Bon Appetit
Breakfast in New Orleans
by John Fitzmorris
Breakfast is usually
a perfunctory, utilitarian meal, but that doesn't stop restaurateurs
in New Orleans from making something celebratory and delicious
of it. Here, a little bit of Creole tradition is blended with
a great deal of imagination to turn breakfast into something quite
grand.
The utterance of "breakfast"
in New Orleans begs to be followed by "at Brennan's." The Brennan
family, jealous of the publicity created for its around-the-corner
competitor by the novel Dinner at Antoine's, "created"
the meal from whole cloth in the early 1950s. They justified the
grandeur with a spurious tale about how they were re-creating
a classic Creole petit dejeuner of yesteryear.
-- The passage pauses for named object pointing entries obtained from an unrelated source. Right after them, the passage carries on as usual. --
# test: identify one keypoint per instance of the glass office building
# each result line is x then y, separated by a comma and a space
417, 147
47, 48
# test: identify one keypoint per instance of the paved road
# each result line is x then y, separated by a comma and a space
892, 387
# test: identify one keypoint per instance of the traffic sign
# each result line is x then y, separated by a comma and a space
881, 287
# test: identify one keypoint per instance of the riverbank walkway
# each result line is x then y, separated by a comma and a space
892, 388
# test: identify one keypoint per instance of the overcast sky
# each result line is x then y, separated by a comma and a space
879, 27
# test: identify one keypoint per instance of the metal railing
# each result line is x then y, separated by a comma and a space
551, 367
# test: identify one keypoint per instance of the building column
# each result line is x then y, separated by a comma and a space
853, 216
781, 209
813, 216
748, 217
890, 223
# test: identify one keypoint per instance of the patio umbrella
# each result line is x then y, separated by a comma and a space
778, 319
From that
day to this, breakfast at Brennan's is a unique culinary landmark
There could hardly be a more pleasant place to start the day.
Brennan's occupies a nearly two-hundred-year-old building that
surrounds a lushly planted courtyard; almost every table is near
a window. New Orleanians like to start off with a brandy milk
punch or absinthe suissesse ("eye-openers," as the menu calls
them). Pots of hot, blue-black coffee and pitchers of cream land
in short order.
Breakfast at Brennan's is usually taken in three courses (if that's
not enough, the menu offers a five stanza version). Soup-particularly
the herbal oyster one or the spicy, thick turtle-is the best first
course, although the baked apple with cream is also good. The
entree frame of the menu is dominated by some two dozen different
variations on poached eggs. The most interesting: the Sardou (with
spinach and artichoke bottoms), St. Charles (fried trout), Nouvelle
Orleans (lump crabmeat) and Owen (roast beef hash).
The ultimate breakfast here starts with a single egg Sardou and
moves on to an authentic old Creole breakfast dish: grillades and grits. Grillades are pieces of veal simmered for a long time
in a spicy sauce with tomatoes and bell peppers. Brennan's cleaned-up
version uses sautéed baby veal scallops with a spectacular Creole
sauce. The grits, served on the side, through some miracle are
always hot, buttery and smooth.
Brennan's created Bananas Foster,
which may be the only flamed dessert actually worth the trouble.
That, along with more of that addictive coffee, wraps up a spectacular
morning meal. It's quite expensive-figure on $35 per person-but
your day will be hard to derail afterward.